Now minding that the bond strength of C-H is 337kj/mol and C-C is 607 kj/mol you will have to add an additional 944kj/mol every time you add a Carbon to your chain to break the "fuel" compound.
Now don't forget that everytime we add a Carbon we will need more oxygen for the combustion reaction, from what I saw trying to balance some combustions of Alkane fuels we will need an extra 1.5 O2 for every 1 Carbon we add to the chain.
So every time we add a Carbon we need to break an extra 1.5 0=0 bond which is 1.5x498kj/mol=747kj.

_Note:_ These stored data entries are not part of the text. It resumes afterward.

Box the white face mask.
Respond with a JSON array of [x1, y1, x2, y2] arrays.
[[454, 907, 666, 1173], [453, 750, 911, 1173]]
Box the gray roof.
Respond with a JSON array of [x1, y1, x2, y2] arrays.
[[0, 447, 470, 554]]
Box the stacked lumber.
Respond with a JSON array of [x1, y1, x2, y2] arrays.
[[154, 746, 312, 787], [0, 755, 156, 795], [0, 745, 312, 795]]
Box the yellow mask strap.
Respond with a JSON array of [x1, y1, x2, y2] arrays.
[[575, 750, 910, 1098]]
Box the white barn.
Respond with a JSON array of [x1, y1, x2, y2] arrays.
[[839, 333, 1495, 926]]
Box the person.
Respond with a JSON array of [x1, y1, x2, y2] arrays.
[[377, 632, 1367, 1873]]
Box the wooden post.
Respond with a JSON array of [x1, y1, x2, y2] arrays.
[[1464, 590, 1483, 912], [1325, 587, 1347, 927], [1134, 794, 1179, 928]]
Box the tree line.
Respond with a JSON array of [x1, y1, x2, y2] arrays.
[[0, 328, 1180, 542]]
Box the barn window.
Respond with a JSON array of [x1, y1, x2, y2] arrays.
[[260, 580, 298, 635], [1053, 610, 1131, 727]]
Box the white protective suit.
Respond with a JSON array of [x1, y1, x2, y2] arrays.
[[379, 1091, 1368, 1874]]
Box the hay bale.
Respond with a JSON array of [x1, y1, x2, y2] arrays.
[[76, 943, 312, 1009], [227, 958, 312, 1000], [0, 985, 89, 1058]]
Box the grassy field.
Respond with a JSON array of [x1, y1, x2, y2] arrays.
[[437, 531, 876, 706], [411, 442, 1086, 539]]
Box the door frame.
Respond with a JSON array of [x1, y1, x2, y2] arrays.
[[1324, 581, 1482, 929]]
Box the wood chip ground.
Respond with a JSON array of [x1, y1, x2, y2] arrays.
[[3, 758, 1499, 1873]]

Now we know that for every C we add we need to add 944+747kj (1691kj) to break the bonds on the reactants side.
Now remember that ever additional C yields us additional 1 CO2 and 1 H2O.
Thats 2 C=0 bonds and 2 H-O bonds we need to create.
The required energy to break a C=0 bond is 749kj/mol and the energy to break an H-O bond is 428kj/mol, so in order to form those bonds we have to add a - for each of those values.
That means we will have to release 749x2 + 428x2 (2354kj/mol) of energy for every C we add to the chain.
- Can there be a reaction, which has ∆H = 0, so that the energy of reactants (e.g 500Kj) and products (e.g 500Kj) is equal, so that the enthalpy of reaction is zero (∆E = 500 - 500 = 0)?
- I read that the enthalpy also depends on the state of the reactants, e.g when oxygen and hydrogen gases react to produce water vapor, the enthalpy change is -483.7 kJ. But, when the same reactants react to produce liquid water, the enthalpy change is -571.5 kJ. Why the difference?
Why it is take reverse ?